The library opened out of the smoking-room. It had an air of being the most used room in the house, and indeed it was here that Jonathan could generally be found amid a company of books that bore witness to generations of rather freakish taste and to the money by which such taste could be gratified. Jonathan had added lavishly to the collection. His books ranged oddly from translations of Turkish and Persian verse to the works of the most inscrutable of the moderns and text-books on criminology and police detection. He had a magpie taste in reading, but it was steadied by a constancy of devotion to the Elizabethans.

“Here,” he said, “I was troubled by an embarrassment of riches. A Shakespearian nosegay seemed a little vieux jeu, but on the other hand it had the advantage of being easily recognized. I was tempted by Leigh Hunt’s conceit of ‘saying all one feels and thinks in clever daffodils and pinks; in puns of tulips and in phrases, charming for their truth, of daisies.’ Unfortunately the glass-houses were not equal to Leigh Hunt in midwinter, but here, you see, is the great Doctor’s ensign of supreme command, the myrtle; and here, after all, is most of poor Ophelia’s rather dreary little collection. The sombre note predominates. But upstairs I have let myself go again. A riot of snowdrops for Chloris (you take the allusion to William Stone’s charming conceit?), tuberoses and even some orchids for Madame Lisse, and so on.”

“And for Mrs. Compline?”

“A delightful arrangement of immortelles.”

“Aren’t you rather cruel?”

“Dear me, I don’t think so,” said Jonathan, with a curious glance at his guest. “I hope you admire the really superb cactus on your window-sill, Aubrey. John Nash might pause before it, I believe, and begin to plan some wonderful arrangement of greys and elusive greens. And now I must telephone to Sandra Compline and after that to Dr. Hart. I am making the bold move of suggesting he drive Madame Lisse. Hersey has her own car. Will you excuse me?”

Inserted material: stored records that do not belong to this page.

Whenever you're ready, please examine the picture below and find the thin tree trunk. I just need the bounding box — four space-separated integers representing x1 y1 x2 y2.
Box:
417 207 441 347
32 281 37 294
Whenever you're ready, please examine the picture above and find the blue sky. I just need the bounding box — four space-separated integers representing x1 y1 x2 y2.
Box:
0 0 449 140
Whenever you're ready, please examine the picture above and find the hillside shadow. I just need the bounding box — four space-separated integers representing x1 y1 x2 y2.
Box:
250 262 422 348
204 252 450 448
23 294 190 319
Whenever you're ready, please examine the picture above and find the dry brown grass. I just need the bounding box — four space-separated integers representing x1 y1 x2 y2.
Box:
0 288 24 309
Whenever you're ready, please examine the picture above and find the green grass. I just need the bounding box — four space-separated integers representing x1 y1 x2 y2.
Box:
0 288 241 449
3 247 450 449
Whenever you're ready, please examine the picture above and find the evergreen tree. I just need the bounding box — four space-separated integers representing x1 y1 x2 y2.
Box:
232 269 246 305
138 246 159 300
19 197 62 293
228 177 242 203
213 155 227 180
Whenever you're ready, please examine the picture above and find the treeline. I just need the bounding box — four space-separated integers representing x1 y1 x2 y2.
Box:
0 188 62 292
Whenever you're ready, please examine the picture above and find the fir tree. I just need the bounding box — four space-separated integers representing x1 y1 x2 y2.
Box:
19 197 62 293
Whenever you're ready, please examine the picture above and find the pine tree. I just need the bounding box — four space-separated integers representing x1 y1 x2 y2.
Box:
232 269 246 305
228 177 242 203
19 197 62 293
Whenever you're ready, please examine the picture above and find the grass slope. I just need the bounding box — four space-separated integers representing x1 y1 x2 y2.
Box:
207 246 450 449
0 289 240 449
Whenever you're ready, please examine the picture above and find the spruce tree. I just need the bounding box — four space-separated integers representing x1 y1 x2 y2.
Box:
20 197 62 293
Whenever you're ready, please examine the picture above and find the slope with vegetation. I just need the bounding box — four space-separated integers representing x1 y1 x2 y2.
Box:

“One moment. What flowers have you put in your own room?”

“Honesty,” said Jonathan.

Mrs. Compline, her son William, and his fiancée Chloris Wynne, arrived by car at four o’clock. Mandrake discovered himself to be in almost as high a state of excitement as his host. He was unable to decide whether Jonathan’s party would prove to be disastrous, amusing, or merely a bore, but the anticipation, at least, was enthralling. He had formed a very precise mental picture of each of the guests. William Compline, he decided, would present the most interesting subject-matter. The exaggerated filial devotion, hinted at by Jonathan, brought him into the sphere of Mandrake’s literary interest. And muttering “mother-fixation” to himself, he wondered if indeed he should find in William the starting point for a new dramatic poem. Poetically, Mrs. Compline’s disfigurement might best be conveyed by a terrible mask, seen in the background of William’s spoken thoughts. “Perhaps in the final scene,” thought Mandrake, “I should let them turn into the semblance of animals. Or would that be a little banal?” For not the least of a modern poetic dramatist’s problems lies in the distressing truth that where all is strange nothing escapes the imputation of banality. But in William Compline with his dullish appearance, his devotion to his mother, his dubious triumph over his brother, Mandrake hoped to find matter for his art. He was actually picturing an opening scene in which William, standing between his mother and his fiancée, appeared against a sky composed of cubes of greenish light, when the drawing-room door opened and Caper announced them.